California approves first energy efficiency rules for computers and monitors
15 Dec 2016
California regulators yesterday apporved the first mandatory energy efficiency rules in the US for computers and monitors - devices accounting for 3 per cent of home electric bills and 7 per cent of commercial power costs in the state.
The state Energy Commission said that with full implementation, the industry-backed plan would save consumers $373 million a year and conserve at least as much electricity annually as it took to power all of San Francisco's households.

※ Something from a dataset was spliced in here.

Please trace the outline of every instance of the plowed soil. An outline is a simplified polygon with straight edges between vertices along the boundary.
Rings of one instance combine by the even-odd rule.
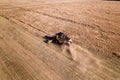
[[[0,0],[0,80],[120,80],[120,2]]]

The final approval came at a meeting of the five-member commission in Sacramento after several years had been spent developing the rules in collaboration with computer makers, consumer activists, the Natural Resources Defense Council (NRDC) and other environmental groups.
The new rules would bring about a reduction of 70,000 tons a year, in greenhouse gas emissions from fossil fuel combustion for power generation.

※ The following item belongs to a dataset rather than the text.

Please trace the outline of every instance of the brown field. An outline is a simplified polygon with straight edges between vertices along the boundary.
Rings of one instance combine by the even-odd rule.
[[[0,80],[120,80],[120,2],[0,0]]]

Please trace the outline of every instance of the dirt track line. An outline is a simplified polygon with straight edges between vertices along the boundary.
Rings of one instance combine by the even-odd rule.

The standards would set benchmarks for the overall energy use of machines, focusing on when they were turned on but left inactive, and gave manufacturers flexibility to choose which efficiency measures were employed to meet the standards, an approach that aimed to foster innovation.
The rules had been supported by 40 companies represented by the Information Technology Industry Council, including such Silicon Valley giants as HP Inc and Intel Corp.
Under the new standards, approved by California's Energy Commission, most computers would draw less power while idle. Laptops would see a slight reduction in power draw, since they were already designed to be energy efficient. According to the commission's estimates, 73 per cent of shipping laptops would not need change of any sort.
Only 6 per cent of desktops currently met the commission's standards and on average noncompliant desktops would need to reduce their idle power draw by about 30 per cent by 2019 and by about 50 per cent by 2021, the commission said.